December 05, 2015, Kitchener, Ontario
Posted by: Robert Deutschmann, Personal Injury Lawyer
On appeal from the judgment of Justice Marc A. Garson of the Superior Court of Justice, dated January 7, 2015.
Mr. Dube worked for Windsor Essex Community Housing Corporation. In May 2010 he was injured in a car accident, and since then has not returned to work. His employer had a group insurance policy with RBC which provided employees with long term disability benefits. Mr. Dube failed to give notice or proof of his claim within the policy time limits, and when RBC denied the claim Mr. Dube started action against them.
RBC countered with a motion for summary judgment to dismiss the action since Mr. Dube made his claim late. The motion judge refused to dismiss the action and exercised discretionary powers to entitle Mr. Dube relief from the forfeiture of his claim under s. 98 of the Courts of Justice Act. RBC appealed that determination on the basis the judge erred. A single question was to be addressed. Did the motion judge exercise his discretion unreasonably in his application of the three-part test for relief from forfeiture under s. 98?

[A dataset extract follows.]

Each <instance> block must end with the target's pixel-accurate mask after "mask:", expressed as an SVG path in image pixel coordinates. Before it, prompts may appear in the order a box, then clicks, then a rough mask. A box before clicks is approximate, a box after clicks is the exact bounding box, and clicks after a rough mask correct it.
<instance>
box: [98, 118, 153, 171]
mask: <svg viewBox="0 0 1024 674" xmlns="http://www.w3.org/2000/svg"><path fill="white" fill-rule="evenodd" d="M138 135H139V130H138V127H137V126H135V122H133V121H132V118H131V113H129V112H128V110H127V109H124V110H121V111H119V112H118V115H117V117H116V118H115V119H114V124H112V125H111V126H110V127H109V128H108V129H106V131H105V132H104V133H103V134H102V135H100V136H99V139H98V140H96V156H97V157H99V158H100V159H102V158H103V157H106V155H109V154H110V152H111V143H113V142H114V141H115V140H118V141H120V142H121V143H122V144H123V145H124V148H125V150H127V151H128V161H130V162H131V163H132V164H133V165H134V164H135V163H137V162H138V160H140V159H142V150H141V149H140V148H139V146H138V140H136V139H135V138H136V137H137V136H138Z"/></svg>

RBC argued that given Mr. Dube injured himself in May 2010, he ought to have given notice of his claim within 30 days of the accident, and submitted proof of the claim not later than 1 year and 90 days after his claim arose. RBC maintains that it was prejudiced because of its inability to intervene and make its own assessments of Mr. Dube’s condition and requirements for rehabilitation.
The Appeal Court reviewed s. 98 of the Courts of Justice Act which states:
A court may grant relief against penalties and forfeitures, on such terms as to compensation or otherwise as are considered just.
The test for relief is well established and has three components for the court to consider.
the conduct of the insured applicant
the gravity of the breach
the disparity between the value of the property forfeited and the damage caused by the breach
The motion judge found Mr. Dube’s conduct was ‘not unreasonable’ given his employer supplied him with incorrect information, confusing him about whether coverage existed, and noted that Mr. Dube has completed numerous requests for information. In the matter of the gravity of the breach, the motion judge noted RBC suffered minimal or no actual prejudice due to the breach. On the third point the motion judge found that due to Mr. Dube’s age (43) and the fact his LTD benefits were payable to 65 the disparity of the property forfeited and damage caused by the breach was large.
RBC accepts that the motion judge stated the test for relief correctly. But it submits that he misapplied the second component of the test, in that he failed to properly assess the gravity of the breach. RBC argued the motion judge erred by finding that the length of the breach was only six months and 17 days; and he erred in finding that the actual prejudice to RBC flowing from the breach was minimal or non-existent.
The appeal court judges determined that the motion judge misstated the length of the breach, but the critical question on this component of the test is whether RBC was prejudiced by the length of the breach. The appeal court judges were satisfied that the motion judge did not err in finding that the prejudice to RBC was minimal, and even if RBC incurred some prejudice because it could not conduct its own investigations and medical examinations at an early date, that prejudice was outweighed by the harm to Mr. Dube from his being unable to pursue his claim.
The appeal court judges concluded that the motion judge exercised his discretion reasonably in granting Mr. Dube relief from forfeiture, and dismissed the appeal with costs.